UN envoy: Haiti’s political crisis sends economy tumbling
UNITED NATIONS (AP) — The political impasse that has paralyzed Haiti is sending its economy deeper into recession, with 4.6 million people needing humanitarian aid — and there is no immediate end in sight, the U.N. envoy for Haiti said Thursday.
Helen La Lime told the U.N. Security Council that the Western Hemisphere’s poorest country is about to enter a second year with a caretaker government. She warned that the effects of the strained economy and prolonged political polarization “risk further affecting the integrity and effectiveness of key institutions, such as the Haitian National Police.”
To avoid further deterioration, she said, Haitian leaders must “rise to the occasion and commit to a way out of this impasse that will best serve the interests of their people.”

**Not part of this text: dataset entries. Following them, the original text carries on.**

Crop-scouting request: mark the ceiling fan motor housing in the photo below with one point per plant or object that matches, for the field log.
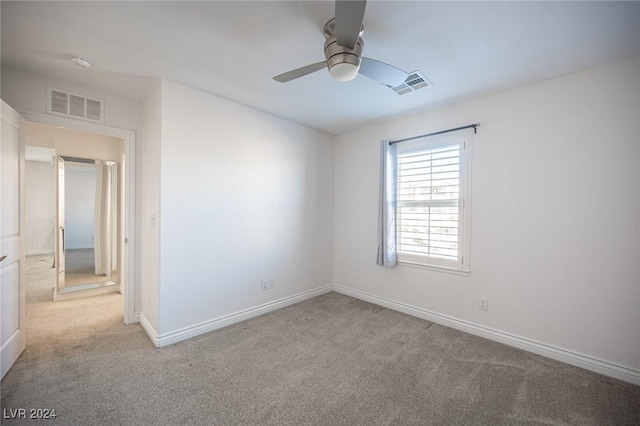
(343, 63)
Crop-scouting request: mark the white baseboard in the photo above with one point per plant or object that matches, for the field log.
(37, 252)
(226, 320)
(559, 354)
(148, 328)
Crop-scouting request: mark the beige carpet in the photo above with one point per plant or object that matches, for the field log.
(80, 268)
(331, 360)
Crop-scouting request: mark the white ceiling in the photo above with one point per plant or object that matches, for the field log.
(232, 49)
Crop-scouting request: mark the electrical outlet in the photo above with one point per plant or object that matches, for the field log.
(484, 304)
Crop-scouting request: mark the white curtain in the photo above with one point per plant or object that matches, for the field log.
(387, 205)
(102, 218)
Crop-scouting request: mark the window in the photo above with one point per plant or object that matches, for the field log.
(433, 201)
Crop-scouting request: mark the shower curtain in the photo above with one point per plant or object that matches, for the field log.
(102, 220)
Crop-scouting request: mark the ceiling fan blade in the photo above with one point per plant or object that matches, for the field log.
(381, 72)
(349, 16)
(300, 72)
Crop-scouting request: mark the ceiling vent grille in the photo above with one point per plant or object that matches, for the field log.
(72, 105)
(415, 81)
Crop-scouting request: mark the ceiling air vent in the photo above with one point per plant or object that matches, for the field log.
(415, 81)
(71, 105)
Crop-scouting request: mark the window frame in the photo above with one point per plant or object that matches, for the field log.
(464, 139)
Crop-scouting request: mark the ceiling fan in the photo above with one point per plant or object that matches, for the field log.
(343, 50)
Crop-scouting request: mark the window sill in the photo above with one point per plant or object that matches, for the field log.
(434, 268)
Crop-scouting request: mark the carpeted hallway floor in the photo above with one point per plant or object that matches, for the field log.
(331, 360)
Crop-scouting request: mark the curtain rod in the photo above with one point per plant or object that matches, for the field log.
(437, 133)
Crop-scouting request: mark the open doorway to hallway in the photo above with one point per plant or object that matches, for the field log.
(64, 218)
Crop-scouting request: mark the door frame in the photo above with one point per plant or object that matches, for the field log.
(127, 210)
(14, 345)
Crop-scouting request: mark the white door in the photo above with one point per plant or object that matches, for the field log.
(60, 241)
(12, 292)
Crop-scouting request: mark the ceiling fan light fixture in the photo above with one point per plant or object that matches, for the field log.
(344, 71)
(81, 62)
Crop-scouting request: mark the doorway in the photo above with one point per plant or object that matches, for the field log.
(109, 149)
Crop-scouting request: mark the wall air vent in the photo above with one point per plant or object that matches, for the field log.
(415, 81)
(71, 105)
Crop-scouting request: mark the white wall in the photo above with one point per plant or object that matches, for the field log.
(79, 204)
(555, 215)
(149, 206)
(40, 187)
(244, 196)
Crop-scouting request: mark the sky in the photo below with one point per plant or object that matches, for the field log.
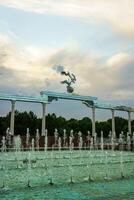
(94, 39)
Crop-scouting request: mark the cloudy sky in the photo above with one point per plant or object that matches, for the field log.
(94, 39)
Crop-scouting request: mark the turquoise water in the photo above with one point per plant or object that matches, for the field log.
(105, 168)
(115, 190)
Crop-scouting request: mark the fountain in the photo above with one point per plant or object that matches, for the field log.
(95, 162)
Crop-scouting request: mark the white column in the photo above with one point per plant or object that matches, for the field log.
(93, 121)
(12, 116)
(113, 122)
(43, 118)
(129, 123)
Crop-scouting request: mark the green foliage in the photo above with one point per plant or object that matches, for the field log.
(24, 120)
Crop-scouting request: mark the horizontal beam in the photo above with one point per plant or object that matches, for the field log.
(109, 106)
(72, 96)
(8, 97)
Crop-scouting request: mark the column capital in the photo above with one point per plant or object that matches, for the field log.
(13, 101)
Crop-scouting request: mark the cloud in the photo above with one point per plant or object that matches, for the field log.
(26, 69)
(118, 14)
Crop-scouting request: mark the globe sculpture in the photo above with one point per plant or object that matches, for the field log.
(69, 82)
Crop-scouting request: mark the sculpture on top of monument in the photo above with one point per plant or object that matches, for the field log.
(69, 82)
(71, 77)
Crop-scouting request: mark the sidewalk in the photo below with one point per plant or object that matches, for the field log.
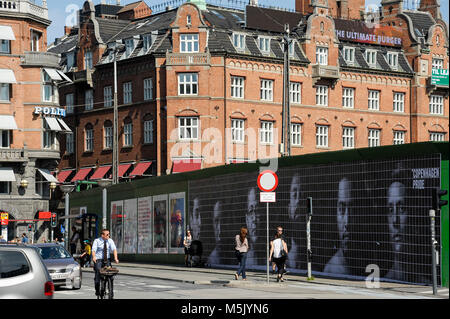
(205, 276)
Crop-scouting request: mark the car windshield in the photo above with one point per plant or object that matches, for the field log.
(54, 252)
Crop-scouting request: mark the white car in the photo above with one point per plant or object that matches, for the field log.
(63, 269)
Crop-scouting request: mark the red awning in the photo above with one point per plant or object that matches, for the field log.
(140, 169)
(188, 165)
(81, 174)
(62, 176)
(123, 168)
(100, 172)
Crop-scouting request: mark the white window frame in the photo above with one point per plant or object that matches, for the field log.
(5, 138)
(128, 134)
(371, 58)
(399, 102)
(374, 100)
(266, 132)
(187, 82)
(437, 105)
(107, 96)
(437, 63)
(266, 90)
(264, 44)
(296, 134)
(5, 46)
(5, 90)
(89, 140)
(348, 137)
(237, 87)
(70, 143)
(392, 59)
(148, 89)
(88, 99)
(148, 132)
(189, 43)
(437, 137)
(374, 137)
(295, 92)
(70, 97)
(348, 97)
(321, 95)
(239, 41)
(322, 136)
(349, 55)
(399, 137)
(128, 92)
(321, 55)
(107, 137)
(188, 128)
(237, 130)
(88, 62)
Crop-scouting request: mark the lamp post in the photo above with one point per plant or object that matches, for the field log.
(104, 183)
(66, 189)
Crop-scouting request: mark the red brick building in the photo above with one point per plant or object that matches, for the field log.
(204, 84)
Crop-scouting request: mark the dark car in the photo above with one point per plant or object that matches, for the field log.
(63, 269)
(23, 274)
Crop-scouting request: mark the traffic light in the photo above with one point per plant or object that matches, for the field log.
(438, 202)
(309, 205)
(53, 220)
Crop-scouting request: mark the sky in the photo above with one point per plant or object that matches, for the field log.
(63, 12)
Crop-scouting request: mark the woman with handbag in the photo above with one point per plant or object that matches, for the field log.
(241, 250)
(279, 251)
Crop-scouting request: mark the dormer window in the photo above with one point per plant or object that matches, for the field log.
(264, 44)
(189, 43)
(239, 41)
(147, 39)
(371, 58)
(392, 59)
(349, 55)
(129, 47)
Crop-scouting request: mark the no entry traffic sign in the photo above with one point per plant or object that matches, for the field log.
(267, 181)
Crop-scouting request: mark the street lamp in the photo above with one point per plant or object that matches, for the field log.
(104, 183)
(66, 189)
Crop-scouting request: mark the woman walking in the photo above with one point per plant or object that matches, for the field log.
(278, 249)
(187, 246)
(241, 250)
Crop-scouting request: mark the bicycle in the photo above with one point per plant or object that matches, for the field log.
(107, 275)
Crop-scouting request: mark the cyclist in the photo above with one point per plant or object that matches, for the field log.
(101, 256)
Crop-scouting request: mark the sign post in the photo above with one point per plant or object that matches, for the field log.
(267, 183)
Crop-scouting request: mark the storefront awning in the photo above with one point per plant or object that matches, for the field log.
(7, 122)
(7, 174)
(140, 169)
(6, 33)
(122, 169)
(63, 175)
(100, 172)
(7, 76)
(186, 165)
(81, 174)
(47, 175)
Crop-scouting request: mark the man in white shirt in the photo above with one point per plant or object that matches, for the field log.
(98, 254)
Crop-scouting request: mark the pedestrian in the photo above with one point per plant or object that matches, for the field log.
(24, 238)
(279, 251)
(241, 250)
(102, 248)
(74, 240)
(187, 246)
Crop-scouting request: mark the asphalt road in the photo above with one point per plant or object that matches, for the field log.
(134, 287)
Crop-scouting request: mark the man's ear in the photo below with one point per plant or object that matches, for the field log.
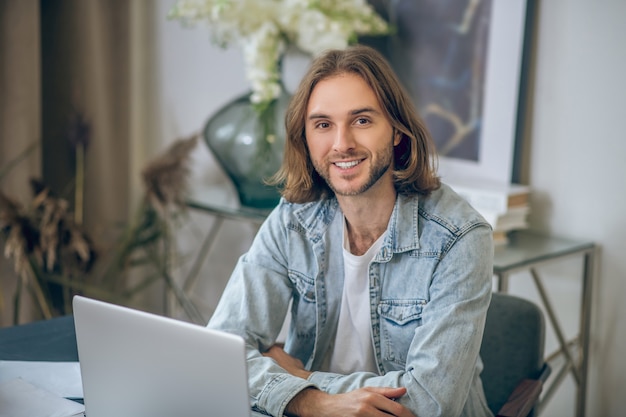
(397, 137)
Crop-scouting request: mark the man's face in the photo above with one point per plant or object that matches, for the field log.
(349, 138)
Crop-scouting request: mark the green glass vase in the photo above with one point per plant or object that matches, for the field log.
(249, 144)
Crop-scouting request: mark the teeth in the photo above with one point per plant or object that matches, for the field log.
(345, 165)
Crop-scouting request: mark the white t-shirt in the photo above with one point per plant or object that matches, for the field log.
(354, 348)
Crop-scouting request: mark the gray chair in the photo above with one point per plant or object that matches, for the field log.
(513, 354)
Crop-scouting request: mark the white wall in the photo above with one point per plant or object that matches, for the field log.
(578, 146)
(576, 162)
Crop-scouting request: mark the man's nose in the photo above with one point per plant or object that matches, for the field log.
(344, 139)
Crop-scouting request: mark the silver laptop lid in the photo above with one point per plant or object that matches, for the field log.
(137, 364)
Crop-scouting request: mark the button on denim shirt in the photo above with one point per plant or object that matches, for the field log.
(430, 287)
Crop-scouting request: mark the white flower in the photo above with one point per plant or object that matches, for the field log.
(264, 29)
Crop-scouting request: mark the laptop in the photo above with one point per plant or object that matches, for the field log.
(138, 364)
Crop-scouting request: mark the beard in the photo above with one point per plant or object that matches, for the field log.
(380, 165)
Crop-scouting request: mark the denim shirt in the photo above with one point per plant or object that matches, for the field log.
(430, 287)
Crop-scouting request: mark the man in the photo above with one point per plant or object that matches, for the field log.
(387, 271)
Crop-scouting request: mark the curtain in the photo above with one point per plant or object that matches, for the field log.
(69, 63)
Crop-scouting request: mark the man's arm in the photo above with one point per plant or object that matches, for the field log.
(369, 401)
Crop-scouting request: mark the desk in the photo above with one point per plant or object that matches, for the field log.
(51, 340)
(526, 252)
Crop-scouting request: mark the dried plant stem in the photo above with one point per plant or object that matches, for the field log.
(30, 280)
(79, 192)
(20, 157)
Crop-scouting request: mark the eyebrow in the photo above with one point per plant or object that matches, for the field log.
(354, 112)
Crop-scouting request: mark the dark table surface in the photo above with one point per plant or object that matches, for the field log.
(45, 340)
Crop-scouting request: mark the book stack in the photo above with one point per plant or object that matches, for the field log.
(504, 206)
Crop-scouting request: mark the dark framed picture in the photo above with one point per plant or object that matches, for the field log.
(463, 63)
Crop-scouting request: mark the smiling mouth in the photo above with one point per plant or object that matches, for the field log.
(348, 164)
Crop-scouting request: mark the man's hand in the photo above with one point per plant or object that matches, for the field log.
(290, 364)
(363, 402)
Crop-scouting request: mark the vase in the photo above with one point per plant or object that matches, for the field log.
(248, 144)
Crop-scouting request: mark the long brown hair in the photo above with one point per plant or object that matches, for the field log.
(415, 156)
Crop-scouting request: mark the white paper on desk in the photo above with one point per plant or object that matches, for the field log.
(60, 378)
(18, 398)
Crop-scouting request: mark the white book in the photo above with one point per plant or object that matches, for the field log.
(491, 197)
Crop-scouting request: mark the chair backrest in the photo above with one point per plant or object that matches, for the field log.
(512, 347)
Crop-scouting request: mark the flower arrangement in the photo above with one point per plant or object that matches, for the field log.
(264, 29)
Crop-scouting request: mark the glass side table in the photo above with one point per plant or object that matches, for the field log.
(526, 251)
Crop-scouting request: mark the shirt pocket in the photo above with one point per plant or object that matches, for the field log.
(398, 321)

Haiti has been roiled by street protests and economic stagnation for much of President Jovenal Moïse’s nearly three years in office as opposition leaders demand his departure. They say he has mismanaged the economy and failed to prosecute years of unbridled corruption that siphoned billions in international aid into bank accounts overseas.
His opponents have failed, and Haiti’s parliament shut down in January because of the chaos, eliminating the check on presidential power that paralyzed Moise for years. He is now ruling by executive order.
La Lime said she has worked alongside the special representative of the Organization of American States and the Apostolic Nuncio in Haiti to try to create an environment that would resolve the crisis and “catalyze a reform effort aimed at restoring the population’s confidence in the state.”
That would mean ensuring that the most vulnerable people receive much-needed basic services and laying the groundwork for timely elections, she said.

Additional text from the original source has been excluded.